A radio set at a sound level of 20 dB is suddenly increased to 80 dB. how many more time greater is the pressure amplitude at 80 dB? I do not know what to do please help
20Log(Vo/Vi) = 20db,
Log(Vo/Vi) = 1,
Vo/Vi = 10^1 = 10. = Voltage ratio.
20Log(Vo/Vi) = 80db,
Log(Vo/Vi) = 4,
Vo/Vi = 10^4 = 10,000.
Ratio = 10^4 / 10^1 = 10^3 = 1,000.
Therefore, the signal level at 80db is
1,000 times the signal level at 20db.
To determine how many times greater the pressure amplitude is at 80 dB compared to 20 dB, we need to understand the relationship between decibels (dB) and the pressure amplitude.
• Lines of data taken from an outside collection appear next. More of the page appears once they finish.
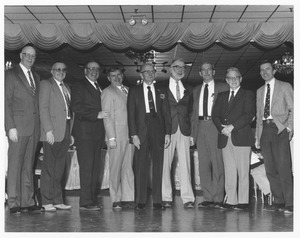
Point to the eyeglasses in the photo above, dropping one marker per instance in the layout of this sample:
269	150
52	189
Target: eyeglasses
29	56
149	71
60	70
178	67
233	78
94	69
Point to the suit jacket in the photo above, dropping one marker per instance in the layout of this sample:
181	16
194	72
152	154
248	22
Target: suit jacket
86	104
115	102
21	107
282	107
52	110
137	113
181	111
219	87
240	115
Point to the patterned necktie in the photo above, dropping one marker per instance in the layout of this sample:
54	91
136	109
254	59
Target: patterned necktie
124	90
205	101
151	101
177	91
67	98
267	103
32	86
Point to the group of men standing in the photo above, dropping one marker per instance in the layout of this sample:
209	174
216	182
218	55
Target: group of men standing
143	125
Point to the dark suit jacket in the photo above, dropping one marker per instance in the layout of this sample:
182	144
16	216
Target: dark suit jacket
86	104
137	113
181	111
219	87
52	110
241	114
21	107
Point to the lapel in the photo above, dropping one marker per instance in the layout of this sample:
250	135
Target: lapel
57	92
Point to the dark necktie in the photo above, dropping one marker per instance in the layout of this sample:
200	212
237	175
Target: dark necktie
205	101
32	86
177	91
151	101
267	103
67	98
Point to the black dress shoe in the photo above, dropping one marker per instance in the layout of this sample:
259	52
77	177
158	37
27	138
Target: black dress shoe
158	206
15	211
140	206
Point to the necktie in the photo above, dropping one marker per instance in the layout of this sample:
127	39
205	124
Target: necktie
205	101
267	103
177	92
67	98
151	101
32	86
124	90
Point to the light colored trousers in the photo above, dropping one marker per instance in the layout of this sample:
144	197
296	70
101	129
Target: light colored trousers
121	177
182	144
236	165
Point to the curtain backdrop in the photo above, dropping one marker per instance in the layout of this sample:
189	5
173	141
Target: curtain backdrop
160	36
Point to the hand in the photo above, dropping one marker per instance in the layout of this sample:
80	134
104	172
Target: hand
136	141
13	134
50	137
227	129
103	114
192	141
167	141
112	144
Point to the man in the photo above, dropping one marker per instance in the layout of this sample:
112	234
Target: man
205	135
120	151
55	115
22	128
88	132
149	124
233	113
181	104
274	130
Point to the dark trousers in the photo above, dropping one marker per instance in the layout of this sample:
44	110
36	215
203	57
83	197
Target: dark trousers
89	159
21	154
53	167
152	149
275	149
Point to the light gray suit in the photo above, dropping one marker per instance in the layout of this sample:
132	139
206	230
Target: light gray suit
121	177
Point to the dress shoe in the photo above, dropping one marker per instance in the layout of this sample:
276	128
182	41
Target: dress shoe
242	206
289	210
158	206
62	207
206	204
275	207
90	207
167	204
227	206
117	206
49	208
15	211
140	206
189	205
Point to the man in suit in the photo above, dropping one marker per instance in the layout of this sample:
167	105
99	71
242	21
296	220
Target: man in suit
88	132
149	124
22	127
120	151
55	115
232	114
205	136
181	104
274	130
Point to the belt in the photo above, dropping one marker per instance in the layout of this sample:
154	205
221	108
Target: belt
203	118
268	121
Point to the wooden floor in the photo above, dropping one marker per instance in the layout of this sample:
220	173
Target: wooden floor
177	219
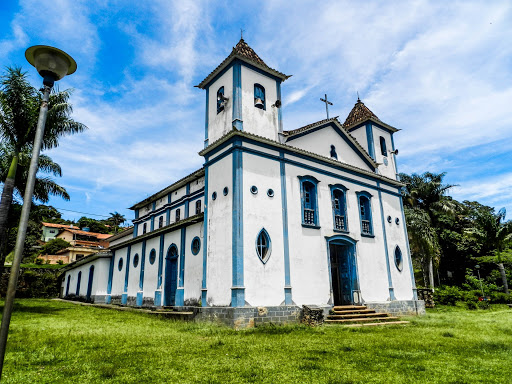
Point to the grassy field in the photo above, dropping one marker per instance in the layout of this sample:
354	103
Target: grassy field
57	342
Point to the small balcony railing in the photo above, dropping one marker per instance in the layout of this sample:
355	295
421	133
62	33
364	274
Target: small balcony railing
367	228
309	216
339	223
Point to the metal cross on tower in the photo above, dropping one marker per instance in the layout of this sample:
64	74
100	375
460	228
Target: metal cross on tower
327	103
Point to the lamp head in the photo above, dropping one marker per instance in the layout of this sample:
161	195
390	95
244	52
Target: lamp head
51	63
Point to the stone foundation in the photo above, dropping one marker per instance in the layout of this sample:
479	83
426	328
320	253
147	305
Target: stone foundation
399	307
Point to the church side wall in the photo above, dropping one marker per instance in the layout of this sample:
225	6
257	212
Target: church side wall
220	123
219	232
264	283
258	121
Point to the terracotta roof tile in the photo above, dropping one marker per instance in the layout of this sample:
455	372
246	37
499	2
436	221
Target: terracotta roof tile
358	114
246	53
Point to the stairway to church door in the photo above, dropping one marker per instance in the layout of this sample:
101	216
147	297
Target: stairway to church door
343	274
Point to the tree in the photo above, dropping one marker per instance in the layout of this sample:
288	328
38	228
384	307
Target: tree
116	219
494	236
425	197
19	112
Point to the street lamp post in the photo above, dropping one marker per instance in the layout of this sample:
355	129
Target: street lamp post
52	64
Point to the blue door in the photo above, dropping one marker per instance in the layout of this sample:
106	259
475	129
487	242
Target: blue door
171	276
89	285
343	274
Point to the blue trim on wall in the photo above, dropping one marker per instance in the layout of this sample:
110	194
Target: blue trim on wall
206	117
140	293
369	138
302	165
124	297
237	290
237	96
388	269
180	292
286	245
409	259
110	276
204	291
158	292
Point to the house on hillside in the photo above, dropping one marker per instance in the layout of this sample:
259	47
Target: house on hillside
273	220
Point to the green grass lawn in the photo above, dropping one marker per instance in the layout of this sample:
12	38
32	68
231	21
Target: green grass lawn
58	342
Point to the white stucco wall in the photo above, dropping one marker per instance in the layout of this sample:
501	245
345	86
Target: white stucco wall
264	283
320	142
219	275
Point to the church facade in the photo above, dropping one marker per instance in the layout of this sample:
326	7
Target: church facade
273	220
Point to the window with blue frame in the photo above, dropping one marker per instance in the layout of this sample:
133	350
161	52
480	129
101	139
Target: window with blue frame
339	207
309	200
259	96
383	150
365	213
220	100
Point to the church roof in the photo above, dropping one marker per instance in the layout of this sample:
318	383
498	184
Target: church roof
335	121
245	53
235	132
361	113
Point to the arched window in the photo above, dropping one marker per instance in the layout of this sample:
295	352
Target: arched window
383	146
365	213
220	99
259	96
309	201
399	262
339	207
78	282
263	245
152	256
334	155
172	252
196	245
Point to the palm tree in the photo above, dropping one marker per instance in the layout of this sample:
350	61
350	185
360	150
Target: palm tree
19	112
494	236
116	219
424	198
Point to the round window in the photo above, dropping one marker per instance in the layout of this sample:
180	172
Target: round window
196	245
152	256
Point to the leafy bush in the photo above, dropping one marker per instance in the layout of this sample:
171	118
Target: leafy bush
448	295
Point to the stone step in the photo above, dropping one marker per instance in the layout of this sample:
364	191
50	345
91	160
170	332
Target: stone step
348	307
357	316
362	320
377	324
355	311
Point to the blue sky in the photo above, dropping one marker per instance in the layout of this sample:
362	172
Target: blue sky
439	71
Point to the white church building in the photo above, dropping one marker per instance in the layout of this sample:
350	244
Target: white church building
272	221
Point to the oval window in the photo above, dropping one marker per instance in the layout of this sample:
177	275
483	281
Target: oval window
398	259
263	246
152	256
196	245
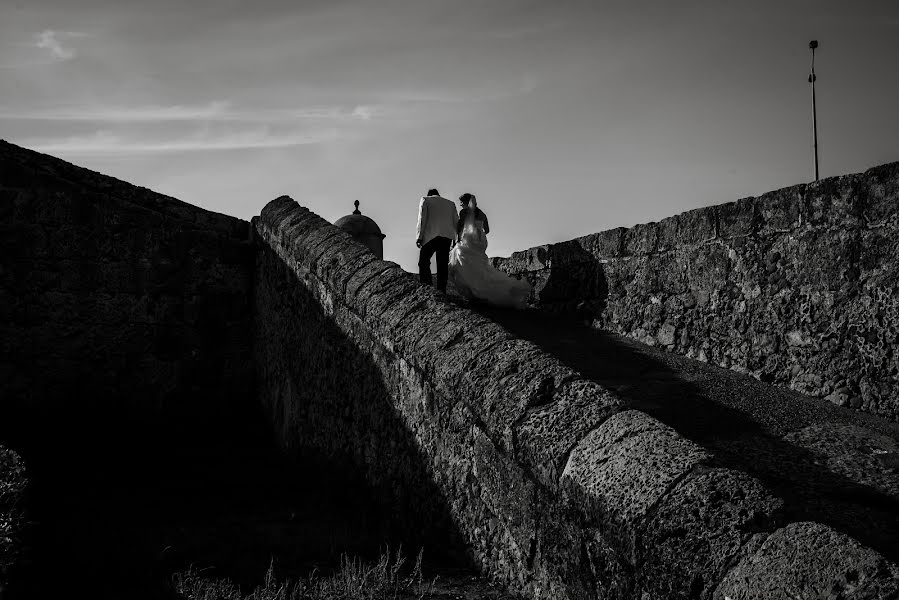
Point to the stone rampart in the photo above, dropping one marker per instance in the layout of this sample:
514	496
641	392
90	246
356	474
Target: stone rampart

The decibel scale is logarithmic, which means that each 10 dB increase represents a tenfold increase in the sound intensity or pressure amplitude. This relationship is expressed by the formula:
dB = 10 * log10(P / Pref),
where P is the sound pressure and Pref is the reference pressure (typically set as 20 micropascals). In this case, we can assume that the reference pressure remains constant.
Given that the sound level increases from 20 dB to 80 dB, we can calculate the change in pressure amplitude.
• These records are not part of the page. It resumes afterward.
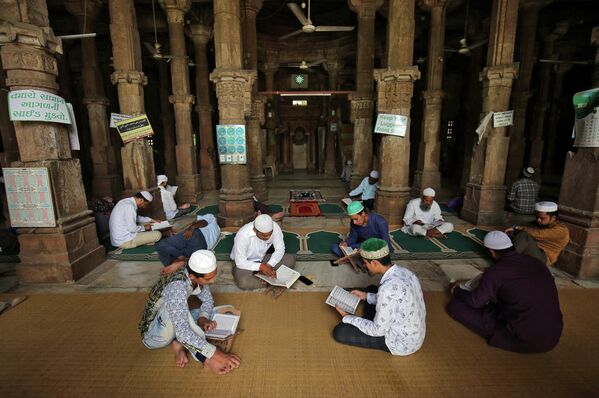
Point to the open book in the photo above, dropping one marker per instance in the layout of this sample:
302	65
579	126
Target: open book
285	277
226	325
343	299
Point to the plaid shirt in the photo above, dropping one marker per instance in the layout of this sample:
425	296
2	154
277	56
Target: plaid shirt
523	196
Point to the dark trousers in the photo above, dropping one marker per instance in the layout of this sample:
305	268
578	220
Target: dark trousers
351	335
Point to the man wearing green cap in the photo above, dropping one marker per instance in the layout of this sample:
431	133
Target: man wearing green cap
363	225
394	316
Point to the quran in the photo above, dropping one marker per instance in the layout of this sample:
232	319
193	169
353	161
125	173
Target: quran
343	299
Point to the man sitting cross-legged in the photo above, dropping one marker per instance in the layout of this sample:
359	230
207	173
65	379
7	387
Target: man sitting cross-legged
252	242
515	306
167	320
423	217
395	315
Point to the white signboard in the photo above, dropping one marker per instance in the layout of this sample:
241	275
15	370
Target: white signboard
37	106
392	124
503	119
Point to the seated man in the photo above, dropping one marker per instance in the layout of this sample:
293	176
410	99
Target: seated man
167	320
395	315
251	244
202	234
543	239
524	193
168	200
124	231
423	217
363	225
367	189
515	306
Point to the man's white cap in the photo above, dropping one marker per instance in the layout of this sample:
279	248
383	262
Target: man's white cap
497	240
161	178
263	223
428	192
202	262
546	207
148	196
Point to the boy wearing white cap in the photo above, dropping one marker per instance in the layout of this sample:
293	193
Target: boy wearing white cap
250	248
543	239
367	189
515	306
167	319
123	223
423	217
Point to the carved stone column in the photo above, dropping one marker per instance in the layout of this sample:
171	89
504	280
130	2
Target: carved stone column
201	35
71	249
362	102
485	192
106	180
395	91
233	90
429	155
188	178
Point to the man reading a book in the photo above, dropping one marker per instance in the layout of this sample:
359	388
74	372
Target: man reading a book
394	315
167	319
515	306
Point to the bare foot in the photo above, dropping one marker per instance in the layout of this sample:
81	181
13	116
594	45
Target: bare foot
180	354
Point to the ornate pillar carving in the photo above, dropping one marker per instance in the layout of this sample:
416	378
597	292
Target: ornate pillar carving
71	248
485	192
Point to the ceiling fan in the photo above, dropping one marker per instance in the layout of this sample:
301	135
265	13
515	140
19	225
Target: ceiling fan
308	26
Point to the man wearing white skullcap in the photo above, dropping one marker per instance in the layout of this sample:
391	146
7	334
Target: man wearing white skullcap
167	320
251	245
423	217
167	193
524	193
123	223
366	191
514	305
543	239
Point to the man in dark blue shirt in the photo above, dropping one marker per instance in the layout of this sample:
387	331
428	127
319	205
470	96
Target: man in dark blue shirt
363	225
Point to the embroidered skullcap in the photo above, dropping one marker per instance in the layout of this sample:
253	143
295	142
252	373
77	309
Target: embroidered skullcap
497	240
147	196
528	172
202	262
354	208
546	207
374	249
429	192
161	178
263	223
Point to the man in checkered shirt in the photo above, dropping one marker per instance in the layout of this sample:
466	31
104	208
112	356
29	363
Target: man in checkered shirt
524	193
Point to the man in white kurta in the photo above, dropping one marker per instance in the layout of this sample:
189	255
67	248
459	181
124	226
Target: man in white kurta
125	232
423	217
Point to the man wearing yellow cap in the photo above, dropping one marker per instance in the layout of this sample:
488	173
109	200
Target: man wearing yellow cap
167	319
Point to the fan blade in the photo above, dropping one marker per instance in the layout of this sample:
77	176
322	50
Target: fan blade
335	28
298	13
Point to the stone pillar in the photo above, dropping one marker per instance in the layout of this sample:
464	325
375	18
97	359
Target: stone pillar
233	90
106	179
361	101
201	35
429	155
527	29
188	178
485	192
71	249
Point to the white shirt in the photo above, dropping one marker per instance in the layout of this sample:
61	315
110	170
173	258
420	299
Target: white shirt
123	222
366	189
249	250
168	203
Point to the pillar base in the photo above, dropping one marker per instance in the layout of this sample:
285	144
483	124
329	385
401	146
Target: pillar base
483	204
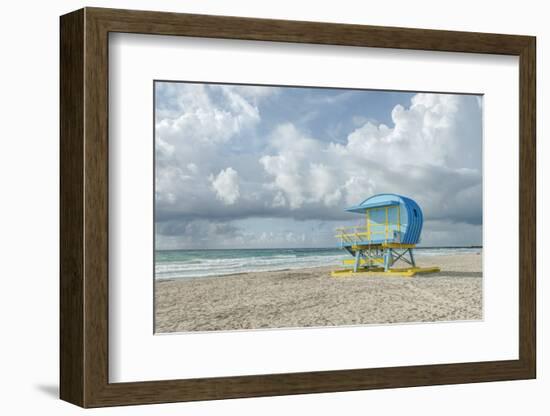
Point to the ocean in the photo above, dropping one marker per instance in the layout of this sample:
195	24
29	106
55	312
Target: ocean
189	264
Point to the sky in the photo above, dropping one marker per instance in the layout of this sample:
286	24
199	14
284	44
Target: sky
241	166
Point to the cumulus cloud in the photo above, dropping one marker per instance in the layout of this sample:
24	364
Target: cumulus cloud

1. Convert the initial and final dB values into pressure amplitudes using the formula:
P1 = Pref * 10^(dB1 / 10)
P2 = Pref * 10^(dB2 / 10)
where P1 and P2 are the pressure amplitudes at 20 dB and 80 dB, respectively.
2. Calculate the ratio of the pressure amplitudes at 80 dB to 20 dB:
Ratio = P2 / P1
This ratio will represent how many times greater the pressure amplitude is at 80 dB compared to 20 dB.
Let's calculate it step by step:
1. Calculate the initial and final pressure amplitudes:
P1 = 20 micropascals * 10^(20 / 10) = 20 micropascals
P2 = 20 micropascals * 10^(80 / 10) = 20 micropascals * 10^8
2. Calculate the ratio:
Ratio = P2 / P1 = (20 micropascals * 10^8) / 20 micropascals = 10^8
Therefore, the pressure amplitude at 80 dB is 10^8 times greater than at 20 dB.
In summary, the pressure amplitude at 80 dB is 10^8 (100,000,000) times greater than at 20 dB.